Nel suo libro American Holocaust,
lo studioso statunitense David Stannard documenta i maggiori
episodi di genocidio di cui il mondo abbia mai avuto conoscenza. Nel
1492, nelle Americhe vivevano all’incirca 100 milioni di nativi. Alla
fine del XIX secolo, quasi tutti erano stati sterminati. Molti di loro
erano morti a causa delle malattie. Ma l’estinzione di massa era stata
accuratamente progettata.

Quando gli Spagnoli
arrivarono nelle Americhe, descrissero un mondo che difficilmente
avrebbe potuto essere più diverso dal loro. L’Europa era devastata dalle
guerre, dall’oppressione, dalla schiavitù, dal fanatismo, dalle
malattie e dalle carestie. Le popolazioni che gli Spagnoli incontrarono
erano sane, ben nutrite, pacifiche (con qualche eccezione come gli
Aztechi e gli Inca), democratiche ed egalitarie. Da un capo all’altro
delle Americhe i primi esploratori, compreso Colombo,
sottolinearono la straordinaria ospitalità dei nativi. I
conquistadores
furono affascinati dalle costruzioni mirabili —
strade, canali, edifici — e alle opere artistiche che trovarono laggiù, e
che in alcuni casi superavano di gran lunga qualsiasi cosa essi
avessero mai visto in patria.

Niente di tutto questo li trattenne
dal distruggere tutto e tutti sul loro cammino.

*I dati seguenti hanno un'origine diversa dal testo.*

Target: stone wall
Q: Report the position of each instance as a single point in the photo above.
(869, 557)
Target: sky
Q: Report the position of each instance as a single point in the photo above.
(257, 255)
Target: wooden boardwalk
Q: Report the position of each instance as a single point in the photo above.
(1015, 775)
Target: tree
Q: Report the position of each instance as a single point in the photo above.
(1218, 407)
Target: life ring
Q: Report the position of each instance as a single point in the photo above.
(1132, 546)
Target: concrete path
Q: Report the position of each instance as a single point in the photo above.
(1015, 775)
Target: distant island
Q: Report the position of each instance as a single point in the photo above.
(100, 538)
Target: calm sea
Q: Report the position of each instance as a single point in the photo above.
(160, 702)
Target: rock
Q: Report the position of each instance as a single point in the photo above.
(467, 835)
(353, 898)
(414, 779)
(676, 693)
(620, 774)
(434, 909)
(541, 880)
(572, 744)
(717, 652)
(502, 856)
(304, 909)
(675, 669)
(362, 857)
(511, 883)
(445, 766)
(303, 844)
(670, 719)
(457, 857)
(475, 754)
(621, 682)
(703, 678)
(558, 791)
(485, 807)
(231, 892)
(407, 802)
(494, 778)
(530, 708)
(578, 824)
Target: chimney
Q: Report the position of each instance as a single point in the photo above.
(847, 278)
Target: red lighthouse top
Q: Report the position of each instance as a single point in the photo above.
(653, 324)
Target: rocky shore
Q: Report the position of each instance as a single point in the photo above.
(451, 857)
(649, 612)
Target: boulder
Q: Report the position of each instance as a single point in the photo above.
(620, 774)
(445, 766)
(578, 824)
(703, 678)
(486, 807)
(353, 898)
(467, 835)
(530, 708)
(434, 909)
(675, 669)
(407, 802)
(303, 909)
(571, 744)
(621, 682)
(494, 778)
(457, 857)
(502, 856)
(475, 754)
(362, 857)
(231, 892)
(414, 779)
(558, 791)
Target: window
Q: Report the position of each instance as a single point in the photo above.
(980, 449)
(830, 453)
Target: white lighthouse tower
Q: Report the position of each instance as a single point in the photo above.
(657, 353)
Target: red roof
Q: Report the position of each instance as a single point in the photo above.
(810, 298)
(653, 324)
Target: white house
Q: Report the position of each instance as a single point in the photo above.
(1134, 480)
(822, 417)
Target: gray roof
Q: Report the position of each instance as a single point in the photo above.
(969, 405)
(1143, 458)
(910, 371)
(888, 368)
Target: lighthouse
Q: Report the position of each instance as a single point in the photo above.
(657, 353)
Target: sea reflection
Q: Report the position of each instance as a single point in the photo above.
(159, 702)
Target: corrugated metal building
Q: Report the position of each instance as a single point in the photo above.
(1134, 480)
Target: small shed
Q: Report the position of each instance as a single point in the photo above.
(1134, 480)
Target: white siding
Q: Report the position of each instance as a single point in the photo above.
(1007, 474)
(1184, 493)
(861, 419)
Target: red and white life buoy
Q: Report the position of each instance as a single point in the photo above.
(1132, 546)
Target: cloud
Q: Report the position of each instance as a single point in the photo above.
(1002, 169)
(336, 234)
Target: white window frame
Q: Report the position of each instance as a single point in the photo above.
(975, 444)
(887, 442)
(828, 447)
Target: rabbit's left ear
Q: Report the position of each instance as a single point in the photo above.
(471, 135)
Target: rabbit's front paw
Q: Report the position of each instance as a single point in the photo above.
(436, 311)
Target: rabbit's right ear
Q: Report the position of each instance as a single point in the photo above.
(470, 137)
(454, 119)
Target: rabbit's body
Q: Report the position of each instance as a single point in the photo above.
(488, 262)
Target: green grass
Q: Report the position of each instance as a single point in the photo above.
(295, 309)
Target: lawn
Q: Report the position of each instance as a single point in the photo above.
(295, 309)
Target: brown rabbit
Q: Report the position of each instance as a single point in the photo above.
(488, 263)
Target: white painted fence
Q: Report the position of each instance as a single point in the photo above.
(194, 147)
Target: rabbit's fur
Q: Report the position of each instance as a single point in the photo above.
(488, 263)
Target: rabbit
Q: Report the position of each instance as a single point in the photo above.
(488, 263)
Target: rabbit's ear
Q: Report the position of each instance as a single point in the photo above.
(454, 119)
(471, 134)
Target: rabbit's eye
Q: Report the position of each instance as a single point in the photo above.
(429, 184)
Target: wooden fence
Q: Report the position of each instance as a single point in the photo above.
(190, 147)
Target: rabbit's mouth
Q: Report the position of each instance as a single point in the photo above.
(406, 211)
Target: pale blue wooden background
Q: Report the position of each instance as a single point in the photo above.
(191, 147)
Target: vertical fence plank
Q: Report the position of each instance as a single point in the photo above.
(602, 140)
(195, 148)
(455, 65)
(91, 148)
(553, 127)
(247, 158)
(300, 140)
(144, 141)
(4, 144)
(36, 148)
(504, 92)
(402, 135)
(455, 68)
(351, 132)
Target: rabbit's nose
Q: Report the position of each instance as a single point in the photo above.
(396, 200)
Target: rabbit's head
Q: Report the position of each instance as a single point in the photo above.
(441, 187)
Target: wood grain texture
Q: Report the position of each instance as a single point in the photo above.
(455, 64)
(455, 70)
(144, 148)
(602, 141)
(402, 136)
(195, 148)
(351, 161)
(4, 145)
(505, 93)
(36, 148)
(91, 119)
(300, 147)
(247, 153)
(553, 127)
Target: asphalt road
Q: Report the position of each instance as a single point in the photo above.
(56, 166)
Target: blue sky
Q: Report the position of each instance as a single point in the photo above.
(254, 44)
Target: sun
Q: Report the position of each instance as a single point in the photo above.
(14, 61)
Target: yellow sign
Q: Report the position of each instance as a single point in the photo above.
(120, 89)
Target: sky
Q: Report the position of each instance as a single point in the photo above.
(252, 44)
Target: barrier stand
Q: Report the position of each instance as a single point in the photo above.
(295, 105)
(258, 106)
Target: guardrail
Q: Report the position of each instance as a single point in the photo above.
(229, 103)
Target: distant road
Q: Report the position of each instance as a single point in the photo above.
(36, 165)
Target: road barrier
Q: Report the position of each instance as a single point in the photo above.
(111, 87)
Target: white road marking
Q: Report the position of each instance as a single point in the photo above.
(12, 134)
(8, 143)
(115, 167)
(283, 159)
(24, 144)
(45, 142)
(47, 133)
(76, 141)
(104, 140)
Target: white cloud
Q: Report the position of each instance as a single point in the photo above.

La mattanza ebbe inizio con Colombo. Fu lui a massacrare la
popolazione di Hispaniola (ora Haiti e Repubblica Dominicana) servendosi
di mezzi incredibilmente brutali. I suoi soldati strappavano i bambini
dalle braccia delle madri e ne spaccavano la testa contro le rocce.
Davano in pasto ai loro cani da guerra bambini vivi. Una volta
impiccarono 13 Indiani in onore di Cristo e dei suoi 12 apostoli, «ad
un patibolo lungo, ma abbastanza basso da permettere alle dita dei
piedi di toccare il terreno evitando lo strangolamento […]. Quando gli
indiani furono appesi, ancora vivi, gli spagnoli misero alla prova la
loro forza e le loro spade, li squarciarono in un solo colpo facendo
fuoriuscire le interiora, e c’era chi faceva di peggio. Poi gettarono
intorno della paglia e li bruciarono vivi»
[cit. da Bartolomé de Las
Casas, History of Indies, trad. e cura di Andree Collard,
Harper&Row, New York 1971, p. 94, in: David E. Stannard, Olocausto
americano. La conquista del Nuovo Mond
o, Bollati Boringhieri 2001,
p. 136 — nota mia].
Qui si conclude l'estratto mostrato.